Michigan’s defense was outstanding in the first year of the Harbaugh era, and there is no reason to think that will be any different in 2016. In December, the Wolverines stole Don Brown away from Boston College to become their defensive coordinator, and the accomplished coach will have plenty of talent to work with. Former five-star recruit Jabrill Peppers is expected to play more linebacker than he did in years past, while 2015 First Team All-American cornerback Jourdan Lewis will lead a crazy-talented secondary. Sports Illustrated ranked Lewis as the 14th best player in all of college football, so there will be plenty of eyes on the senior from Detroit this fall.

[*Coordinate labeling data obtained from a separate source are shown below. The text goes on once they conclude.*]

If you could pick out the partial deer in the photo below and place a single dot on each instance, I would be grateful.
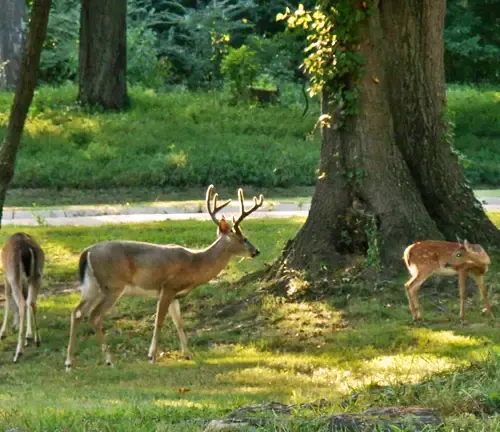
(112, 268)
(434, 257)
(23, 261)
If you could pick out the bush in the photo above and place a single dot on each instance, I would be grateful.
(176, 139)
(240, 69)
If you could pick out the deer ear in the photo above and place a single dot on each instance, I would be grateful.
(224, 226)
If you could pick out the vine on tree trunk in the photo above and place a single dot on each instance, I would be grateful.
(333, 62)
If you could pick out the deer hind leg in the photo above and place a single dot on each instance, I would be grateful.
(175, 312)
(412, 288)
(479, 279)
(7, 303)
(162, 306)
(17, 293)
(34, 289)
(96, 318)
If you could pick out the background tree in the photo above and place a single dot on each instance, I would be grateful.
(388, 174)
(24, 94)
(12, 23)
(103, 54)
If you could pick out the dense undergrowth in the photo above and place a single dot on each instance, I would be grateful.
(354, 347)
(185, 139)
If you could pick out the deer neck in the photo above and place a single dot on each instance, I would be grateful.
(211, 261)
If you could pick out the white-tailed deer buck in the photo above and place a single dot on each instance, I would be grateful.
(23, 260)
(433, 257)
(112, 268)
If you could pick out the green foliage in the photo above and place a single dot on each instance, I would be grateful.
(356, 349)
(472, 41)
(176, 139)
(59, 59)
(332, 63)
(198, 38)
(240, 69)
(144, 65)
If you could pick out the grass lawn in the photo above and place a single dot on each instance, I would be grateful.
(249, 347)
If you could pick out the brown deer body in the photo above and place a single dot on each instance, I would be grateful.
(434, 257)
(111, 269)
(23, 261)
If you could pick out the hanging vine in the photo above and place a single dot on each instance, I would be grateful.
(333, 63)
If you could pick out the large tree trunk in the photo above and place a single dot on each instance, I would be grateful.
(103, 54)
(24, 94)
(418, 102)
(11, 40)
(390, 167)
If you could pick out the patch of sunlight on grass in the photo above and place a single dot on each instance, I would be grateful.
(6, 397)
(426, 336)
(59, 259)
(183, 403)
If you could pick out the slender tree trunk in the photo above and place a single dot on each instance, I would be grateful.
(24, 94)
(103, 54)
(418, 103)
(12, 23)
(390, 167)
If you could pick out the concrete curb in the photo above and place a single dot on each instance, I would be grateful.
(130, 214)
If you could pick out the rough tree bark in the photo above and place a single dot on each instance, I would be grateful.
(24, 94)
(103, 54)
(12, 22)
(393, 161)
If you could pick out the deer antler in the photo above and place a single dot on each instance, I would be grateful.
(243, 214)
(215, 209)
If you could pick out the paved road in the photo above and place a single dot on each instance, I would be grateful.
(120, 214)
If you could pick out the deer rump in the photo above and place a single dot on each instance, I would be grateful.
(27, 258)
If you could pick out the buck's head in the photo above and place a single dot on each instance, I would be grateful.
(468, 254)
(232, 236)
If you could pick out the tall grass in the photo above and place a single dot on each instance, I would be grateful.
(174, 139)
(476, 114)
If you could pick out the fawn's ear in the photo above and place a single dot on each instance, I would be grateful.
(224, 226)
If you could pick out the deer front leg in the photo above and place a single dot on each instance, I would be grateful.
(412, 288)
(96, 318)
(479, 279)
(175, 312)
(166, 297)
(76, 317)
(462, 281)
(17, 293)
(33, 290)
(3, 330)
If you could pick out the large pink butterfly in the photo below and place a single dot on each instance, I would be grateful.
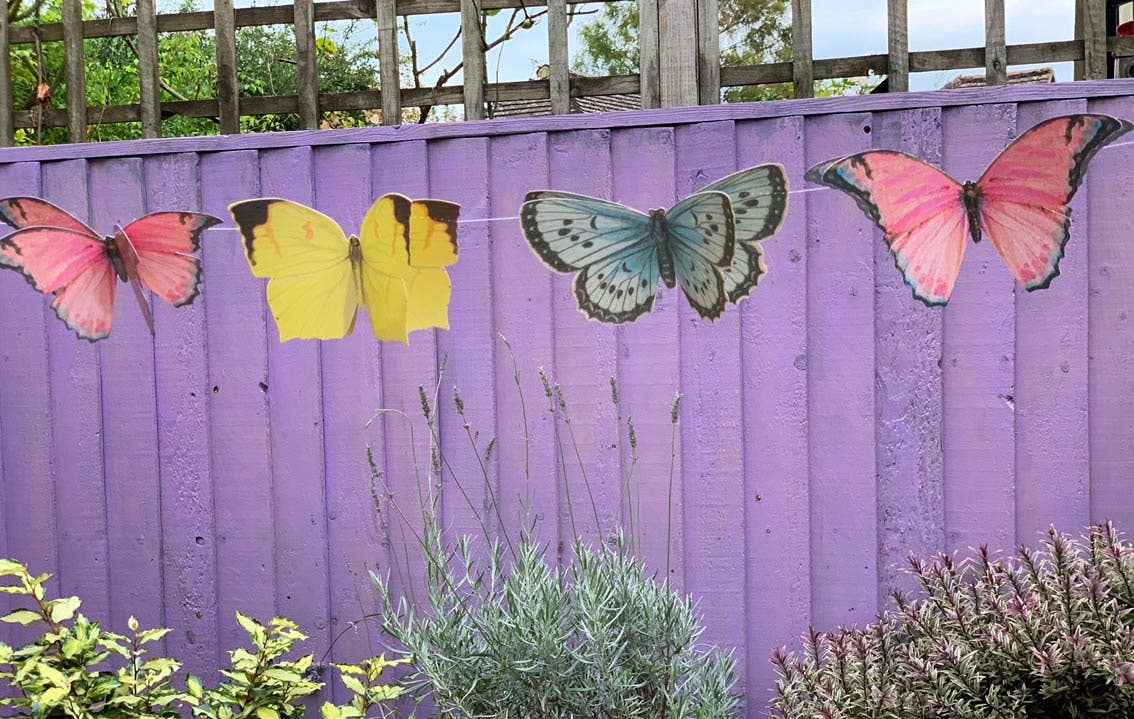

The Wolverines were fourth in the nation last year in terms of total defense (trailing now defensive coordinator Don Brown’s Golden Eagles’ defense by just over 26 yards per game), and the only defensive position where they lost key contributors is at linebacker. Joe Bolden and Desmond Morgan combined for 154 tackles last season, and neither will be back in 2016. If they’re able to replace the production that they will lose at the linebacker position, Michigan’s defense has a chance to give offensive coordinators across the nation nightmares.
If there is any team in all of football worth reading a special teams preview, it is the Michigan Wolverines. Michigan would love to forget losing to Michigan State on a fumble by punter Blake O’Neill, which the Spartans returned for a game-winning touchdown as time expired, but that memory will almost certainly never exit the Michigan football memory bank. Despite his blunder against MSU, O’Neill was a 2015 Big-Ten honorable mention member, so fifth-year senior Kenny Allen will have big shoes to fill with O’Neill graduating.

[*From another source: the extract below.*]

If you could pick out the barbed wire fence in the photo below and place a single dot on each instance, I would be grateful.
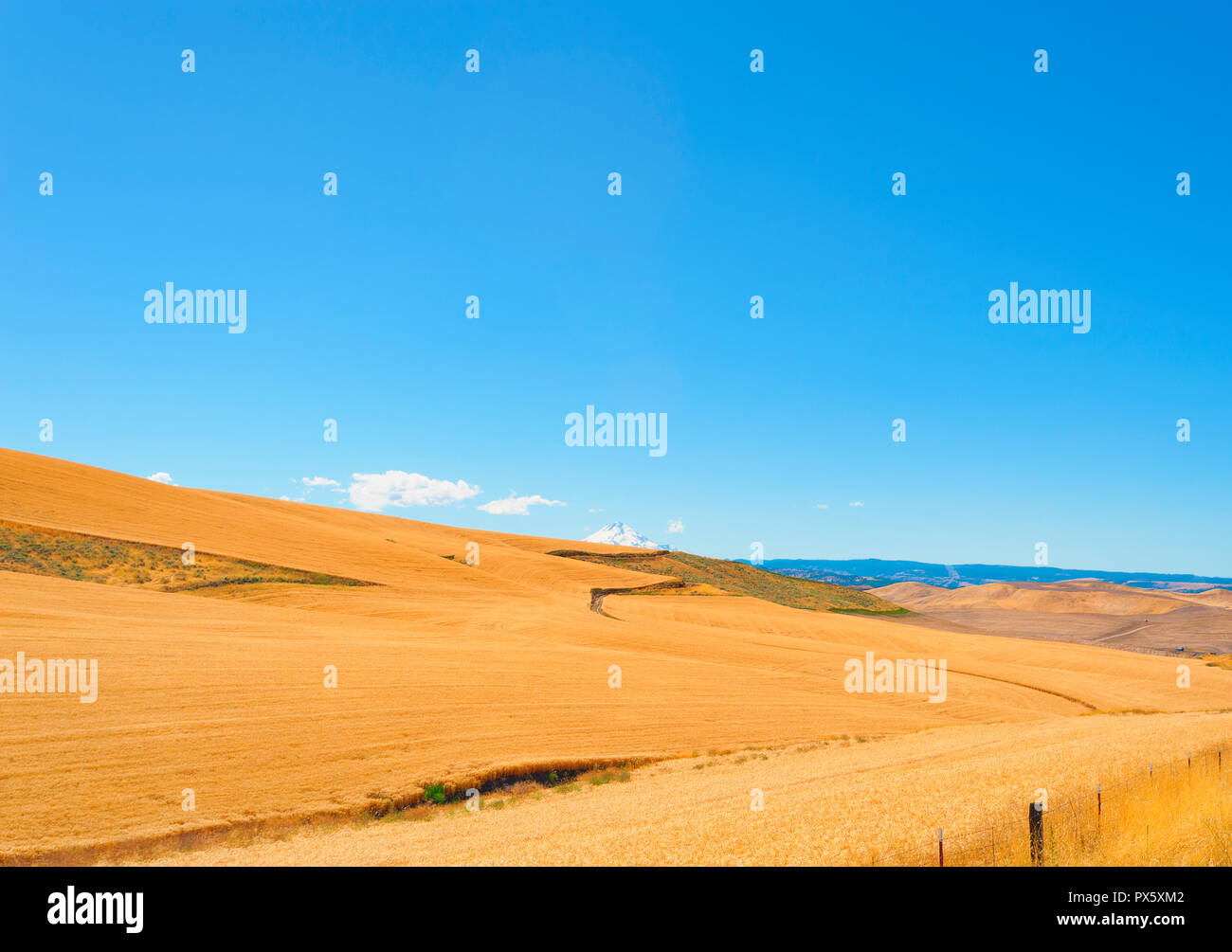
(1078, 820)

Regarding the less traumatizing side of special teams for the Wolverines, Peppers is one of the most intimidating kick returners in college football. While it is pretty crazy to think that a guy who is expected to play linebacker this year could be a productive kick returner, Peppers is athletic enough to do just about anything he wants on the football field. Jourdan Lewis is also an outstanding kick returner. Lewis returned 15 kicks last season and averaged 25.2 yards per return. Anytime Peppers or Lewis gets the ball, they have a chance to take it to the house.
If things go right for the Wolverines, nothing is out of reach. Looking at the schedule, Michigan’s toughest home game is against the Wisconsin Badgers, so the Wolverines should be able to go undefeated at The Big House. On the road, Michigan will have three very tough tests: at MSU, at Iowa, and at OSU. It is hard to believe that any program could win all three of these games on the road, but as talented as Michigan is, it is not out of the question. If Harbaugh’s squad can get two of those three games, the Wolverines will likely be headed to Indianapolis to play in the Big Ten championship in what would likely be a rematch against either Wisconsin or Iowa. If Michigan can win 12 of its first 13 games, including the Big Ten championship, the Wolverines will have a very good chance to compete for the national championship.

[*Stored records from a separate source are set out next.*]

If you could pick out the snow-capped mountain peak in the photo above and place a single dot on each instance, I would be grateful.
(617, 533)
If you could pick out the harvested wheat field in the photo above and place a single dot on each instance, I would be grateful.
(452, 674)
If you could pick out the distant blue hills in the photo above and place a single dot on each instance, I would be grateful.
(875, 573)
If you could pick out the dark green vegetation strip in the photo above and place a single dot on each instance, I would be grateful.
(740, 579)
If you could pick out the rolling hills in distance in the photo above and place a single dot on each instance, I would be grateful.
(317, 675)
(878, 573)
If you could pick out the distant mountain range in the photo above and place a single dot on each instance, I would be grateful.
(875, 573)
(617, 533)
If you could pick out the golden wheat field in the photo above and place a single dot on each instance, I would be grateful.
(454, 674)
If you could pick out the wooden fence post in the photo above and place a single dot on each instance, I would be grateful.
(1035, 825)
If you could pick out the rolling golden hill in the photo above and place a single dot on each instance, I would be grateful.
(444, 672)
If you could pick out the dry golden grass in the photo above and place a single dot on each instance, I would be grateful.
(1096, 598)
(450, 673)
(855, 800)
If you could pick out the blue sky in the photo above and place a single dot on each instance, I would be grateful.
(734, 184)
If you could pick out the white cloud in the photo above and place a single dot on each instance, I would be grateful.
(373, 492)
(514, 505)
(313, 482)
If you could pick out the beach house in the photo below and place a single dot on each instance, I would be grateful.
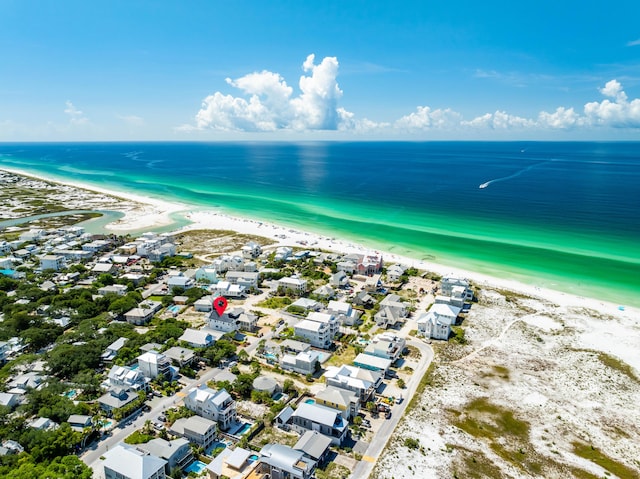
(218, 405)
(304, 362)
(153, 364)
(283, 462)
(292, 283)
(362, 382)
(314, 417)
(199, 430)
(126, 461)
(437, 322)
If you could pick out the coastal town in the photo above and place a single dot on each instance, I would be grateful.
(313, 354)
(217, 354)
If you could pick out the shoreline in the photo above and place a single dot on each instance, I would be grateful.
(148, 213)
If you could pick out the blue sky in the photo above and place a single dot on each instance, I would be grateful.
(294, 70)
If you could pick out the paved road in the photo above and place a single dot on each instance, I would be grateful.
(158, 405)
(364, 468)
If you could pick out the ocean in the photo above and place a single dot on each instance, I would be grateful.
(560, 215)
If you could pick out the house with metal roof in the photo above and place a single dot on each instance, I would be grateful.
(314, 417)
(284, 462)
(314, 445)
(176, 453)
(128, 462)
(218, 405)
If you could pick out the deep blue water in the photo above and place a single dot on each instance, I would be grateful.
(556, 211)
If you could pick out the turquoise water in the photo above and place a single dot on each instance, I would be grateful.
(196, 466)
(557, 215)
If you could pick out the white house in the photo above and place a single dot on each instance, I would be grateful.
(198, 338)
(143, 313)
(227, 322)
(251, 250)
(278, 461)
(394, 272)
(153, 364)
(52, 261)
(319, 329)
(305, 362)
(386, 345)
(294, 284)
(118, 289)
(339, 279)
(325, 420)
(183, 282)
(228, 290)
(218, 405)
(363, 382)
(344, 312)
(437, 322)
(126, 378)
(206, 274)
(125, 461)
(248, 279)
(199, 430)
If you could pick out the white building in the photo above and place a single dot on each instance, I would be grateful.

Michigan will likely end up with three to four regular season losses in a worst case scenario. An incredibly tough schedule along with unproven candidates to play quarterback are what seem most likely to hold back the Wolverines. However, the defense is so good that anything less than eight regular season wins is unrealistic. It is hard to call an eight-win season a worst case scenario, but Michigan is just that talented.